We were now arrived at Spring-Garden, which is exquisitely pleasant at this time of Year. When I considered the Fragrancy of the Walks and Bowers, with the Choirs of Birds that sung upon the Trees, and the loose Tribe of People that walked under their Shades, I could not but look upon the Place as a kind of Mahometan Paradise. Sir ROGER told me it put him in mind of a little Coppice by his House in the Country, which his Chaplain used to call an Aviary of Nightingales. You must understand, says the Knight, there is nothing in the World that pleases a Man in Love so much as your Nightingale. Ah, Mr. SPECTATOR! the many Moon-light Nights that I have walked by my self, and thought on the Widow by the Musek of the Nightingales! He here fetched a deep Sigh, and was falling into a Fit of musing, when a Masque, who came behind him, gave him a gentle Tap upon the Shoulder, and asked him if he would drink a Bottle of Mead with her? But the Knight, being startled at so unexpected a Familiarity, and displeased to be interrupted in his Thoughts of the Widow, told her, She was a wanton Baggage, and bid her go about her Business.

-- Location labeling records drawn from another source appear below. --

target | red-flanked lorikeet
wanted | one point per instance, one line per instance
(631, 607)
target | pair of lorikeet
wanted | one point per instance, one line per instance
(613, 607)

We concluded our Walk with a Glass of Burton-Ale, and a Slice of Hung-Beef. When we had done eating our selves, the Knight called a Waiter to him, and bid him carry the remainder to the Waterman that had but one Leg. I perceived the Fellow stared upon him at the oddness of the Message, and was going to be saucy; upon which I ratified the Knight’s Commands with a Peremptory Look.

As we were going out of the Garden, my old Friend, thinking himself obliged, as a Member of the Quorum, to animadvert upon the Morals of the Place, told the Mistress of the House, who sat at the Bar, That he should be a better Customer to her Garden, if there were more Nightingales, and fewer Strumpets.

[Footnote 1: [in Bantry Bay] In Bantry Bay, on May-day, 1689, a French Fleet, bringing succour to the adherents of James II., attacked the English, under Admiral Herbert, and obliged them to retire. The change of name in the text was for one with a more flattering association. In the Battle of La Hogue, May 19, 1692, the English burnt 13 of the enemy’s ships, destroyed 8, dispersed the rest, and prevented a threatened descent of the French upon England.]